Un salarié est embauché en qualité d’électricien mais est affecté à des tâches étrangères à sa qualification (décharger les camions, nettoyer le magasin, livrer les cuisines et aider ses collègues pour la pose).
Dans cet exemple les griefs reprochés aux salariés doivent uniquement concerner ses capacités à communiquer, informer, promouvoir et vendre les médicaments en question.
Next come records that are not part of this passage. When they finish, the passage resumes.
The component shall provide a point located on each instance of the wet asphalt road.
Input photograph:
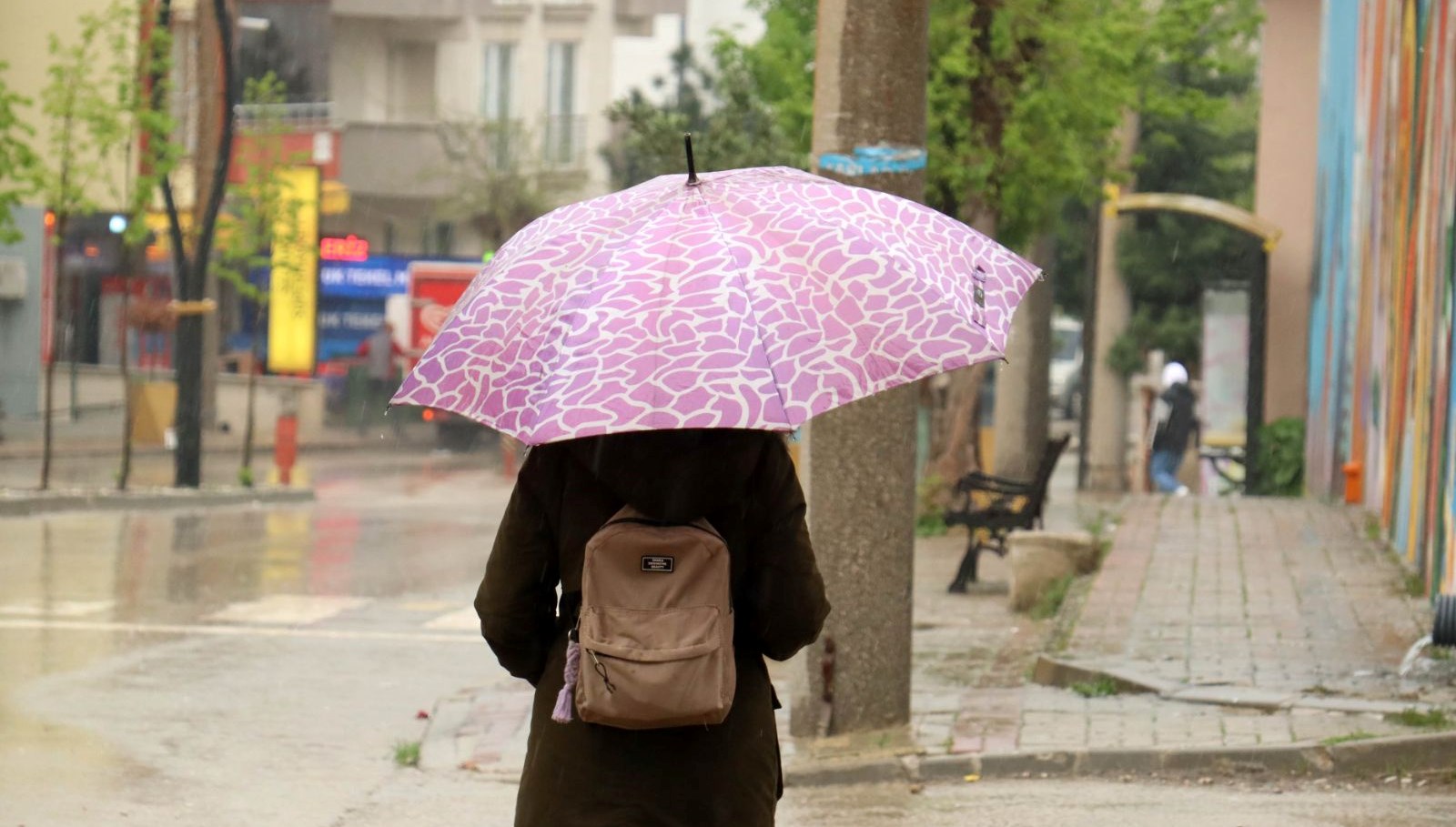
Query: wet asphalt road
(240, 667)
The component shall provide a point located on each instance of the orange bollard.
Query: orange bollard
(1354, 489)
(286, 446)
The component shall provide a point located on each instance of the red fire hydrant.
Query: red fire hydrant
(1354, 484)
(286, 446)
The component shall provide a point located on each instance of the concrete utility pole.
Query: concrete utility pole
(1023, 405)
(1107, 398)
(870, 87)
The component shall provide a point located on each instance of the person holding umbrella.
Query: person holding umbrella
(654, 347)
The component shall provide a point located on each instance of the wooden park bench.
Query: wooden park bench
(992, 507)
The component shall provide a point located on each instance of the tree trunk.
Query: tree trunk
(957, 426)
(191, 341)
(868, 87)
(124, 473)
(247, 470)
(957, 429)
(56, 344)
(1023, 385)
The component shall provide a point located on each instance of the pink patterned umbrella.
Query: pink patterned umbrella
(750, 298)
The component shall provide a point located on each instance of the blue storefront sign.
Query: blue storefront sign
(375, 277)
(351, 302)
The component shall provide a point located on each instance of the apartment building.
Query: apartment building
(411, 82)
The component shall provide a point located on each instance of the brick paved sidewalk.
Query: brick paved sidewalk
(1267, 594)
(1270, 594)
(1280, 594)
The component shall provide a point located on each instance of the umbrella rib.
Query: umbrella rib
(581, 298)
(753, 313)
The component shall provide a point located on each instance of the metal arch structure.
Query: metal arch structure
(1114, 203)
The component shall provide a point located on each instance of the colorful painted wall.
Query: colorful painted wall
(1382, 341)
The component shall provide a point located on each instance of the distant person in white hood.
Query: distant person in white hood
(1174, 424)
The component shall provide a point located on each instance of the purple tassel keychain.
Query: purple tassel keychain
(564, 699)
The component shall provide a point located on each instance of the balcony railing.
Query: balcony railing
(426, 11)
(290, 116)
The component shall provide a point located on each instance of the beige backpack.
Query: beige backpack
(652, 645)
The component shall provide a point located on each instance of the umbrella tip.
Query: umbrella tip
(692, 167)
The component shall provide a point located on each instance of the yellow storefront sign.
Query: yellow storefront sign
(293, 293)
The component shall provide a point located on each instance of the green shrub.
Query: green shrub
(1281, 458)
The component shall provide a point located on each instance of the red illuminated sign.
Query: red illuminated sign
(349, 247)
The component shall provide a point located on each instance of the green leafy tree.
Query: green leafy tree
(781, 65)
(721, 106)
(497, 176)
(1026, 96)
(146, 128)
(1198, 136)
(261, 213)
(104, 136)
(18, 160)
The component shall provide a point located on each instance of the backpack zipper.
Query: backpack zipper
(602, 671)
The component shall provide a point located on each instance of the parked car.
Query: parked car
(1065, 390)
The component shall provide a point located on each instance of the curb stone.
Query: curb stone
(1397, 753)
(29, 504)
(1060, 673)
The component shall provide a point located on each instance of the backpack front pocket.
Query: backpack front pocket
(645, 669)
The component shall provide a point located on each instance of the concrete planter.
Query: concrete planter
(153, 407)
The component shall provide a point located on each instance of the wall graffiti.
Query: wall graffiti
(1382, 341)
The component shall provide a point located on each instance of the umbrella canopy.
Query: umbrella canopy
(749, 298)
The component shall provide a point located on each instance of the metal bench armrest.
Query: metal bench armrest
(977, 480)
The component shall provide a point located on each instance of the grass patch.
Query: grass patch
(1052, 600)
(1433, 720)
(1099, 526)
(929, 526)
(1414, 584)
(1101, 688)
(931, 497)
(407, 753)
(1358, 735)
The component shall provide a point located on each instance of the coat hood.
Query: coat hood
(1174, 373)
(674, 475)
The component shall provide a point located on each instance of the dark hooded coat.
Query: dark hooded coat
(586, 775)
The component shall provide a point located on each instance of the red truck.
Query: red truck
(434, 287)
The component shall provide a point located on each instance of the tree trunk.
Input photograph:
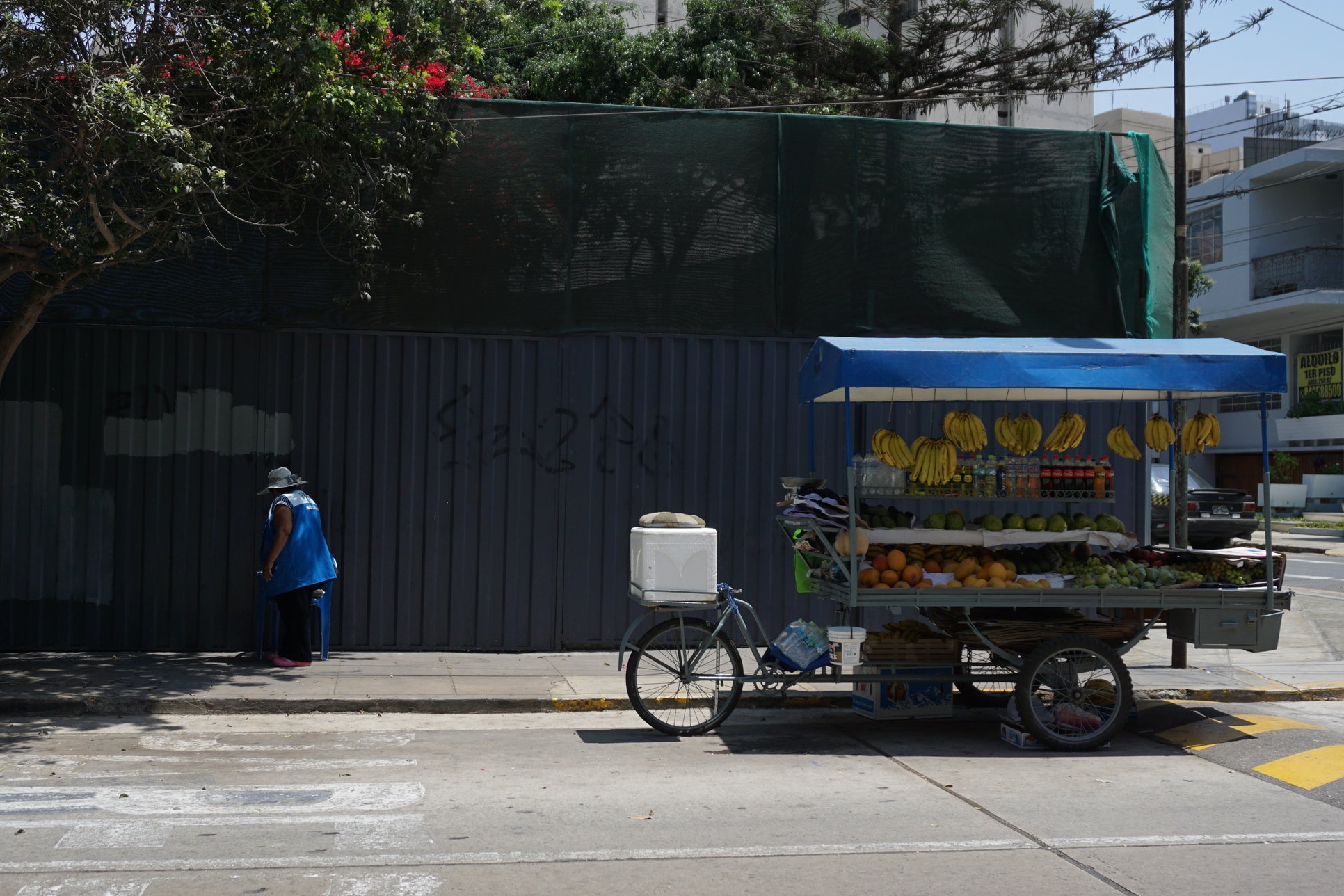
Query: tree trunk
(30, 310)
Il faut donc bien définir la classification et l’emploi occupé par le salarié qui se voit reprocher une insuffisance professionnelle en allant regarder dans la convention collective.
2. Les objectifs fixés par la hiérarchie / le manager doivent être « réalistes »
« Mais attendu qu’appréciant souverainement les éléments de preuve, sans les dénaturer ni être tenue de suivre les parties dans le détail de leur argumentation, la cour d’appel, qui a constaté qu’en dépit des alertes de l’employeur, le salarié n’avait pas atteint les objectifs dont elle avait vérifié le caractère réaliste »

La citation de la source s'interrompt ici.